Functional assessment of LND lines

The functional consequences of the HPRT1 gene variants were assessed using three approaches. The first was a direct enzyme assay for HGprt from tissue extracts, modified for cultured cells, and adapted for use in a microplate platform92. It is based on conversion of radiolabeled hypoxanthine into inosine monophosphate (IMP). Individual iPSC cultures were grown in 6 well dishes. Cells were detached with Accutase (Stemcell Technologies) into single cell suspensions, pelleted by centrifugation at 300×g for 4 min, and mixed with 50 µL of assay buffer consisting of 50 mM HEPES and 15 mM MgCl2. Samples were then frozen at − 80 °C for storage. For assay, samples were thawed, sonicated briefly, and centrifuged at 10,000×g for 10 min. A 10 µL aliquot of each was then incubated in a reaction mixture that contained 100 µM [8-14C]-hypoxanthine (50 mCi/mmol, Moravek Biochemicals Inc, CA), assay buffer and 10 mM PRPP (Sigma). The assay was allowed to proceed for 30 min at 37 °C. The reaction was then terminated by the addition of 5 μL of 2 M PCA. Tubes were then incubated on ice for 15 min to precipitate potassium-perchlorate. Precipitate was centrifuged and a 5 µL sample of the supernatant was spotted onto microplates with diethylaminoethyl anion exchange filters (Millipore, Billerica MA). Samples were allowed to adsorb for 60 min and free radiolabeled substrate was washed from IMP bound to the filters with 200 µL of H2O followed by 200 µL of 50% methanol (3 times) by vacuum filtration using a MultiScreen HTS Vacuum Manifold (Millipore). Then 100 µL of ULTIMA GOLD MV scintillation liquid (Perkin Elmer, Waltham, MA) was added and plates were stored at room temperature for 24 h before counting with a 2450 MicroBeta Microplate Scintillation Counter (Perkin Elmer, Finland). To accommodate slight changes in cell density at harvest, HGprt enzyme activity was normalized to total protein concentrations using the Pierce BCA kit (Thermo Fisher Scientific, Rockford IL).

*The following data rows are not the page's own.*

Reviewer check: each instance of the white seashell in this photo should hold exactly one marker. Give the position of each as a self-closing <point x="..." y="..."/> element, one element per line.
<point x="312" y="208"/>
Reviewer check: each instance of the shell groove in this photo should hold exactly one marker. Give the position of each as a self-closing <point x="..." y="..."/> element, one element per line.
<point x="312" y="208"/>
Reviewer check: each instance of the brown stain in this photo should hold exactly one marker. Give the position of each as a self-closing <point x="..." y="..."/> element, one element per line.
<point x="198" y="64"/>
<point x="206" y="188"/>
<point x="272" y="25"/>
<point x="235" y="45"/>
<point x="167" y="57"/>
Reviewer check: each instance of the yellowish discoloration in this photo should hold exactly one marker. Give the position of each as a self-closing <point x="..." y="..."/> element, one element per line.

The second approach to functional assessment of the HPRT1 gene variants involved growth in medium supplemented with 6-thioguanine (6TG), an inert prodrug that is phosphoribosylated into a toxic nucleotide by HGprt93. Normal cells expressing HGprt die after 1–2 days of exposure, while HGprt-deficient cells grow normally. For each iPSC line, 50,000 cells were plated in 24-well plates in mTeSR1 media (Stemcell Technologies), with or without 30 µM 6TG (Sigma A-4660). Medium was replaced every other day. Cells survival was assessed on days 2, 4, and 6.

The third approach for functional assessment involved measuring intracellular purine levels and purine waste products released into the tissue culture medium. Cultures were grown to 80% confluency in triplicate samples (at least 1 million cells per sample). To measure purines released into culture medium, fresh medium was replaced 24 h before collecting a 450 µL aliquot of the culture medium, and mixed with 50 µL of 1 M perchloric acid and stored at − 80 °C. To measure intracellular purines, the cells were removed with Accutase and pelleted at 500×g for 5 min. Purines were measured by high performance liquid chromatography with photodiode array ultraviolet detection (HPLC–UV) as previously described3,19,42. This method resolves and quantifies the most abundant biologically relevant purines including ATP, ADP, AMP, adenosine, adenine, GTP, GDP, GMP, guanosine, guanine, hypoxanthine, inosine, xanthine and uric acid17,42. Purine analytes were normalized to total protein with the Pierce BCA kit (Thermo Fisher Scientific, Rockford, IL).